Pay Day! Knowing Your Rights as an Employee

Being self-employed has its perks. You have freedom in regards to when you work, where you work and how much you charge for your products or services. You don’t have to ask for permission to take time off and have complete control over what you do on a day to day basis. But being employed has big benefits. So many so that the majority of people opt for this type of work over self-employment. Think about it: you don’t have to deal with your own taxes, you are still entitled to pay if you are sick or require time off on maternity or paternity leave, you work set hours and can go home at the end of the day and rest. The upkeep of the company at large is taken out of your hands. So, when it comes to being an employee, things can be a lot simpler. Especially if you are fully aware of your rights and what you should be in receipt of. Here are a few basics to bear in mind.



General Pay

General pay should be processed through a payroll system, either by the company owner or a professional payroll clerk. Most companies nowadays opt to pay you by direct debit, as it is simpler for both parties. You receive the money straight into your bank account rather than having to bank a cheque, and the company doesn’t have to actively track the paper checks. It’s a win-win situation. The payroll schedule should be included in your contract and should remain consistent, meaning that you receive your pay on the same day each week or month (depending on how regularly you are paid). Once you have been paid, you should receive a pay stub. You or your employer can generate these pay stubs online.

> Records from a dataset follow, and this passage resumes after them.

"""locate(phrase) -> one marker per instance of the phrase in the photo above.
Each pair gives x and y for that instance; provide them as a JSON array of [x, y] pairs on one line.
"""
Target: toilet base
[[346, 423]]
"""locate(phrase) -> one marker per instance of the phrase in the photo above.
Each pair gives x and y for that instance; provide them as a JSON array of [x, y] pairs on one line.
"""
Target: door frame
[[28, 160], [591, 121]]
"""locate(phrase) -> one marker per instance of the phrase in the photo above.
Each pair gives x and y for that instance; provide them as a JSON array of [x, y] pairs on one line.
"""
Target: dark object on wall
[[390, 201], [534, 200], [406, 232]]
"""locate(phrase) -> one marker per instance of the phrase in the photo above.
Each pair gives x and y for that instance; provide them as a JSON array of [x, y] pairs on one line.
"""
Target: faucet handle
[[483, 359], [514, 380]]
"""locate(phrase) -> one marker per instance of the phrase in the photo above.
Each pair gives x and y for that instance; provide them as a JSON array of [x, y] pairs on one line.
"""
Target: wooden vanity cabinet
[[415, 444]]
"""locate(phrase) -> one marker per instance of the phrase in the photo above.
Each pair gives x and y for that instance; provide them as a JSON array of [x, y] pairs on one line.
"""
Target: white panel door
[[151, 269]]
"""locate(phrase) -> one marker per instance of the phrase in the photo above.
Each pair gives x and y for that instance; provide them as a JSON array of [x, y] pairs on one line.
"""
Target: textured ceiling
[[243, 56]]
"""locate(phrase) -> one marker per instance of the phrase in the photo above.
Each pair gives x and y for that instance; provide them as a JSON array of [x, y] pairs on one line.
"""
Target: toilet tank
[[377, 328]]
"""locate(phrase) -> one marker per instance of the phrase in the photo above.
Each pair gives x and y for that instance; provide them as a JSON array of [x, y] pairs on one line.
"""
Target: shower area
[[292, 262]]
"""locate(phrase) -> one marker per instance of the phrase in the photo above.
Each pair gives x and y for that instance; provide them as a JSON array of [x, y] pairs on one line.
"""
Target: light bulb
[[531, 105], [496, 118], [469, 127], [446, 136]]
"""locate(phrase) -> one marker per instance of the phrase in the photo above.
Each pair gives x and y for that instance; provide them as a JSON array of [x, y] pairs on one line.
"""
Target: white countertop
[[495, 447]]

Your employer will have access to your tax profile and will withhold income and payroll taxes from your total wages. This will then be sent to the relevant governmental bodies. This saves you a whole lot of time when it comes to filing your own taxes at the end of the financial year, so consider it a bonus!


Sick Leave

The USA is one of the few developed countries that do not strictly regulate sick leave policy on a national level. However, there is a certain law that most employees should understand: the Family and Medical Leave Act (FMLA). This act determines that any company with more than fifty employees must allow any employee time off for medical reasons or to take care of sick family members. However, it is not mandatory that this leave is paid. You may, however, be able to negotiate with your employer when setting out the terms of your contract.


Holiday Pay

Under the Fair Labor Standards Act (FLSA), your employer is not obliged to pay you for any work that you haven’t carried out. This means that you can’t expect paid holidays. However, you are entitled to time off. Consult your employer to find out how much leave you are entitled to and how it is best divided throughout the year.



These are the main aspects of pay that you should concern yourself with. However, if you do find concern with other areas, do your research or speak directly with your employer or an HR manager.